おデブだった幼馴染に再会したら、イケメンになっちゃってた件
「そ、それは……お芝居の練習?」

 水を流しながら、つぶやく。

「芝居じゃないよっ」
「だって、遼ちゃんみたいなカッコイイ人が、私なんか……おかしいよ」
「おかしくないっ!」
「ほ、本気にしちゃうから、あんまり苛めないで」

 掠れた声しか出てこない。
 本当にそうだったらうれしい。
 うれしいけど、心のどっかでひっかかってる。

 そう。兵頭乃蒼とのキスシーン。

 あれだって、お芝居なんだってわかってるけど。
 あんなに綺麗なキスシーン、目が離せなくなったもの。

「……本気にしていいよ……ていうか、本気にしてほしい」

 なんでなんだろう。なんで私なんだろう。
 そして、うれしいはずなのに、こんなに苦しい。

「僕、美輪さんが女子校入ったから安心してた。きっと誰も僕の美輪さんを獲ったりしないって。美輪さんが女子大行っても心配なんかしなかった。

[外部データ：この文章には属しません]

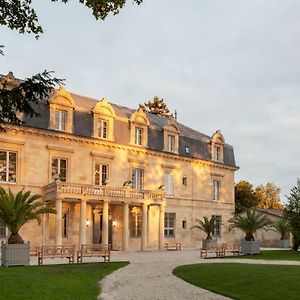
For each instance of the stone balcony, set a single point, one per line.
(65, 190)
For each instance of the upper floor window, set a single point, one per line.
(216, 191)
(138, 135)
(170, 219)
(169, 184)
(171, 143)
(59, 168)
(8, 166)
(102, 128)
(101, 174)
(60, 120)
(217, 229)
(137, 178)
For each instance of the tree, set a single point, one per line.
(268, 196)
(292, 213)
(249, 222)
(245, 196)
(207, 226)
(21, 16)
(16, 210)
(156, 107)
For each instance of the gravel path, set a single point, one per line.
(149, 277)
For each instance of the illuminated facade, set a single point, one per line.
(117, 175)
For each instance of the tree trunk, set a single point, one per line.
(15, 238)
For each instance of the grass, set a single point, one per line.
(273, 255)
(77, 281)
(244, 281)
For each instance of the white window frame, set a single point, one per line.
(60, 122)
(7, 166)
(103, 176)
(102, 128)
(137, 178)
(167, 227)
(59, 167)
(169, 184)
(216, 189)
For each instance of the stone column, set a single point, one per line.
(162, 226)
(82, 238)
(58, 222)
(125, 226)
(105, 223)
(144, 227)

」

 彼は、静かに話し続けた。

「だって、美輪さんは、どこへいっても美輪さんだと思ったから。」

 彼が私から少し離れていった。

「でも、エキストラで再会したとき」

 ベットに腰かけ、じっと見つめる彼の顔は真剣で

「うっすら化粧してた美輪さんが、どれだけ可愛くなってたか、僕の予想を越えてた」

 大きく開く黒い瞳は、やっぱり魔力を持っていて

「わかる?あの時、僕はもう一度、恋に落ちてたって。」

 金縛りのように、動けない私がいる。

「だけど、役者の仕事も増えて来て、なかなか美輪さんとも会えなくて。」

 優しい微笑みは、私の心も縛り付ける。

「でも、心の中で、まだ大丈夫だって思ってた。」

 目の奥が熱くなる。

「美輪さんが会社に入って間もない頃、たまたま見かけたんだ。夜、大勢のスーツを着た新人っぽい人たちの中にいる美輪さんを。」

 だんだんと涙がたまってくるのがわかるのに、動けない。

「嫌だって思った。誰かが気づいちゃうって。誰かに獲られちゃうかもって。」

 再び立ち上がって、近づいてくるこの人は、誰?

「ちょうどその頃、雑誌の表紙の話が来たんだ」

 はにかんだ笑顔。

「少しは、美輪さんのそばにいられる? 仕事、手伝える? って思った。」

 伸ばされた右手が、私の頬をなでる。

「そしたら、美輪さんが、先輩と仲良くしているし。」

 目の前に、彼の瞳があった。

「もう、我慢できなかった。」

 彼は、やさしくキスをした。
 始めは啄むように、何度も何度も唇を重ねた。まつ毛に覆われた大きな瞳がじっと私の目を離さない。大きな手が私の頭を抱え込み、彼に身体ごとすいついてしまいそう。薄く開いた唇から、赤い赤い舌が、私の唇を優しく撫でる。
 それだけで、気が遠くなりそうなのに

 彼は私の唇ごと……食べようとする。

 ……こ、これってディープキス!?

 彼の瞳が、彼の唇が、彼の匂いが、私を麻痺させる。彼の舌が、私を離さない楔のようで。このまま溺れてもいいかも……

 ピンポーン

 突然の玄関のチャイムに固まった二人。

 ピンポーン

 ハッとして、遼ちゃんの腕の中から離れた。

「チッ」

 え?まさかの舌打ち?
 たぶん、『ぽっかーん』という音が聞こえたかもしれない。私の顔を見て苦笑いした遼ちゃん。

「タイムアップかな」

 離れた私を、もう一度抱き寄せて、きつく抱きしめる。そして、深いため息をついて、私から離れて、玄関をあけた遼ちゃん。

「遼くん、もういいかな」

 そこには、見知らぬ男の人が立っていた。
 遼ちゃんより少し背が高くて、シルバーメタルのメガネ、前髪をあげて黒い髪を撫でつけてる。遼ちゃんが天使なら、この人は、まるでドラキュラ伯爵?

「よくない」

 思い切り不機嫌そうな顔の遼ちゃん。

「でも、約束ですから」

 この人、優しそうに微笑んでるけど、目が笑ってない。
 クッ、と睨みつけてる遼ちゃんは、まるでおもちゃを取り上げられた子供みたい。実際、私はおもちゃみたいなものかもしれない。

「時間内に落とせなかった、君の力不足です。」

 冷ややかに言うと、遼くんの襟首をつかんで部屋から引っ張り出した。

「遅い時間に失礼しました。明日もお仕事でしょうから、これで失礼します。」
「み、美輪さん、L〇NEするからっ!」

 その姿にドナドナの歌が頭をよぎった私なのであった。